Fed budget: Good, bad news for IT
Contracting to hit $50.5 billion next year, but long-term growth is slow
- By Roseanne Gerin
- Oct 22, 2004
GEIA committee member John Williams said OMB plays a strong role in bringing IT projects into alignment with the President's Management Agenda.
The good news for industry is that 83 percent of the fiscal 2005 federal budget for information technology, or $50.5 billion, will go to government contractors.
The bad news is that federal IT budgets are expected to grow only slightly from 2005 to 2010.
The overall government IT market will grow 3.6 percent annually from fiscal 2005 to fiscal 2010, according to the Government Electronics and Information Technology Association's annual forecast for the federal IT market.
The Arlington, Va., trade group expects the government's overall anticipated IT budget of $60.8 billion in fiscal 2005 to reach $72.9 billion in current dollars by fiscal 2010. Information technology accounts for more than 7 percent of the federal government's total discretionary budget, GEIA said.
The total growth rate is lower than last year's annual growth forecast of 4.1 percent, primarily because the growing federal deficit is squeezing discretionary budgets, GEIA said.
Spending by defense agencies on IT products and services will grow about 4.4 percent annually, compared to 2.9 percent for civilian agencies.
GEIA based its forecast on interviews with senior officials and decision-makers from defense and civil agencies, oversight agencies, Congress, the administration and investment firms. The trade association presented its annual forecast for the federal IT and defense marketplaces Oct. 12-14 in Vienna, Va.
GEIA forecasts that civilian agencies will spend about $32.1 billion on IT in 2005. Most of the growth during the five-year period will come from the Homeland Security and Health and Human Services departments.
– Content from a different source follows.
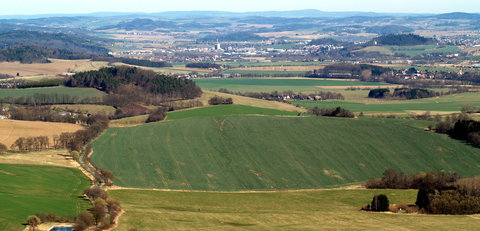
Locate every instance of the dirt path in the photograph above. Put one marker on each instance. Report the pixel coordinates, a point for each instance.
(351, 187)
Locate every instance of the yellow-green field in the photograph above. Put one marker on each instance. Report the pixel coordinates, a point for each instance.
(314, 210)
DHS' IT budget will stand at $4.4 billion in fiscal 2005 and increase at a 3.5 percent annual growth rate to more than $5 billion in fiscal 2010. The war on terror is perhaps the most important component in spending growth for DHS, with many funds directed to border patrol surveillance and sensor technologies, aviation security, radiation and explosion detection technologies, and cargo security screening.
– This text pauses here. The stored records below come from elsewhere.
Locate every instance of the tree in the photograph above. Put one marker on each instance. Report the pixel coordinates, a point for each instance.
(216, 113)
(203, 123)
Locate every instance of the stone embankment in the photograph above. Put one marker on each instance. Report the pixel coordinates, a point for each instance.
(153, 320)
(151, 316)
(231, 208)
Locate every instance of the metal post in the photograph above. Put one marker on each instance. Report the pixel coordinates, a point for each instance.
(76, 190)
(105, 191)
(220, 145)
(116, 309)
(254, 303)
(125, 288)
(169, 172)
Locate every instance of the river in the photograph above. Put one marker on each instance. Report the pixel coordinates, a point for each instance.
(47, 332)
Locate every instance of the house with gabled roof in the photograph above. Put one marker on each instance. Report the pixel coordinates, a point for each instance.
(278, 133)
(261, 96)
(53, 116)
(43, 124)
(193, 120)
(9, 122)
HHS' IT budget is expected to grow from $5.1 billion in fiscal 2005 to $6.1 billion in fiscal 2010. Growth will be spurred by the department's efforts to consolidate its IT functions as directed by the President's Management Agenda. Also, the decentralization of HHS' agencies has created needs to make information available via data warehouses, knowledge management systems, decision support systems and customer relationship management solutions.
The Office of Management and Budget plays a strong role in shaping IT programs and bringing them into alignment with the President's Management Agenda, said John Williams of Northrop Grumman Corp. He chaired the civilian agency committee for GEIA's forecast. In determining funding levels, OMB is emphasizing infrastructure security and the need for agencies to write "business cases" to justify new and existing programs.
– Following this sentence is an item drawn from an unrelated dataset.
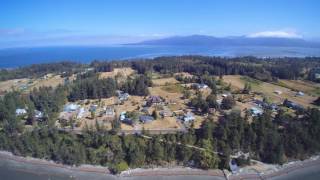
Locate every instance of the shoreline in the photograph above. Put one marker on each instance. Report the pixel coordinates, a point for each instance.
(277, 171)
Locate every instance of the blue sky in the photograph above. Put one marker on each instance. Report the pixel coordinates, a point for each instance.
(64, 22)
Another member of GEIA's civilian agency committee, Mary Freeman of Verizon Communications Inc. of New York, said GEIA had less data for civilian agencies than in years past because the President's Management Budget gave discretionary budgets through fiscal 2005 only.
"They probably didn't want us to see the depths of the cuts that some of the civil agencies would have going forward," she said.
GEIA forecasters said agencies will be buying software and solutions that provide more storage and processing. Agencies also need wireless technologies, broadband and voice over Internet protocol services, and secure infrastructure protection.
The defense IT budget of about $28 billion in fiscal 2005 will grow to $35.6 billion by fiscal 2010, GEIA said. The global war on terror and infrastructure upgrade will drive much of that growth.
The 4.4 percent growth rate in DOD IT spending is a decrease from the 6.4 percent growth from fiscal 2000 to fiscal 2005, according to GEIA's forecast.
The total IT budget for defense fiscal 2005 will consist of $9.9 billion for defense agencies, $6.3 billion for the Air Force, $5.4 billion for the Army and $5.8 billion for the Navy.
GEIA's prediction is predicated on U.S. troop withdrawal from Afghanistan and Iraq in fiscal 2008 with concurrent drop in overall costs, the country will not deal with any additional conflicts, and eventually fewer troops will be stationed abroad.
Jim Wrightson of Lockheed Martin Corp., who was a member of the defense conference team, said the forecast was "surrounded by uncertainty" that is reflected in the predicted dollar swing of as much as $1.5 trillion in either direction, depending on how much the government spends on defense from 2005 to 2015.
"The baseline forecast is not going to be enough to describe the future," Wrightson said. "We recognize we need to deal with relative uncertainty" based on different national security threat types and levels.